Another sad fact that he relays toward the end of the book is some of the data pointing to the racial and ethnic disparities in coverage and care in the US.
- The death rate from asthma for African American children is 4x the death rate for white children.
- Minority Americans make up ~ 1/3rd of our population but over ½ of the uninsured.
One thing I didn’t see or get was whether any of the international models that he studied had a focus on outcomes.

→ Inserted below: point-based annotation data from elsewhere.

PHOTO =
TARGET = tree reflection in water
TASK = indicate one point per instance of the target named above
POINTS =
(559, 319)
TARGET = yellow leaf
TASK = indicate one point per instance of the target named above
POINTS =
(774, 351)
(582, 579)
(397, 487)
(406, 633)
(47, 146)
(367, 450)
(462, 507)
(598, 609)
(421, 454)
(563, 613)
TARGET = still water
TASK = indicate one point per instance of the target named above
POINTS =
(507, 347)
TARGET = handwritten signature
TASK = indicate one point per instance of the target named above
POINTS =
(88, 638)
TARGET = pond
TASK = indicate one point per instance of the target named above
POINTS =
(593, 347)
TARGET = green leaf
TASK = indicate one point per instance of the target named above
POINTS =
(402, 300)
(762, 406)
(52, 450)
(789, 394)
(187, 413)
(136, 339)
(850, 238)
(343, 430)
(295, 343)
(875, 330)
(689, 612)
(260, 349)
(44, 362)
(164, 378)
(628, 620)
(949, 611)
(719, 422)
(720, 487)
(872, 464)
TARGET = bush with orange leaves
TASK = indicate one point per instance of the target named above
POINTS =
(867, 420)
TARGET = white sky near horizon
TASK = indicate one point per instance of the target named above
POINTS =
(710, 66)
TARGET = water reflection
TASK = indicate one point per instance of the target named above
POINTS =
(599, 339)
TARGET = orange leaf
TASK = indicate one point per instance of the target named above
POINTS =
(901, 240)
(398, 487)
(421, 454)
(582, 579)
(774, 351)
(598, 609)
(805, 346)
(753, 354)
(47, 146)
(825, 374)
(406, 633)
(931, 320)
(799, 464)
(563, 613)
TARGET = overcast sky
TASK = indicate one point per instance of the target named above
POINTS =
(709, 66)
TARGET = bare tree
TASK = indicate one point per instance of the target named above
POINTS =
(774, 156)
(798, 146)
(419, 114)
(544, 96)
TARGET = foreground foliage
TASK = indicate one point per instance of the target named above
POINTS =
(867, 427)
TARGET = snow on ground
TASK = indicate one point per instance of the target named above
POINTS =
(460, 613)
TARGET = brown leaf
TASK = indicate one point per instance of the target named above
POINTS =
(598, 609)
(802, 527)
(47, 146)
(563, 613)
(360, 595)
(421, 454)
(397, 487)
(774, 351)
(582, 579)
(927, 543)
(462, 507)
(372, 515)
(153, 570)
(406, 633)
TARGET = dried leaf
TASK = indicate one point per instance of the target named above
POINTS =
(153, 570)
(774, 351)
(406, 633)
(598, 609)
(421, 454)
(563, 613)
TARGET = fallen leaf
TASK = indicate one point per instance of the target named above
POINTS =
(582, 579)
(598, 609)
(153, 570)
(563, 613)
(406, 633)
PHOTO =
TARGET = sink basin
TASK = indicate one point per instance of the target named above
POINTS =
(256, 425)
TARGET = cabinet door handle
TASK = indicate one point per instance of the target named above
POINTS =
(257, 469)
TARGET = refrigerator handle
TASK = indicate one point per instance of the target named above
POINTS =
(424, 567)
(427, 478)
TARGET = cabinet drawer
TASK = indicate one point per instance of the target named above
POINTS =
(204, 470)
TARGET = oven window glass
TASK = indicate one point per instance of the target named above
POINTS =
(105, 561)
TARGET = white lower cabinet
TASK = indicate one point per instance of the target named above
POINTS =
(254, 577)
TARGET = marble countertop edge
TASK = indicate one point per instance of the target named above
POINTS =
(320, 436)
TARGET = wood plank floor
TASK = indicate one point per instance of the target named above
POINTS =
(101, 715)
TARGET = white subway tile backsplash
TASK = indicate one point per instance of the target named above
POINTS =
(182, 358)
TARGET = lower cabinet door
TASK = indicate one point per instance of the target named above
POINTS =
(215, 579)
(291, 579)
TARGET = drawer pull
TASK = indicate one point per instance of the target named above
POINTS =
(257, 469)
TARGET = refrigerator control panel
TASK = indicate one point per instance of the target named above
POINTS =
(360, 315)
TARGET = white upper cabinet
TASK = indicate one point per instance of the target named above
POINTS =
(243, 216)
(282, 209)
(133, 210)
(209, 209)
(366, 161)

- I thought one interesting point he made that in a government system where votes are at stake there is a strong focus on primary care which is used by the masses (i.e., more votes) versus specialists which are used by the minority of patients. Another example of how incentives skew solution design.
- I am always shocked when I see the Federal Poverty Guidelines. How does someone survive on $9,800 or $20,000 for a family of 4? If you ever wonder how all the tasks get done around you and still feel like addressing the uninsured and underinsured is an issue, you should try to live on that income.
My summary after reading the book was:
- Wow! We have a lot of work to do.
- We can make a difference pretty easily.
- There are three things that matter – infrastructure, incentives, and culture.
- Employers have to be willing to push incentives or penalties to their employees. The strategy of lowering costs without “disrupting” people doesn’t work.
Go read the book. Help make a change.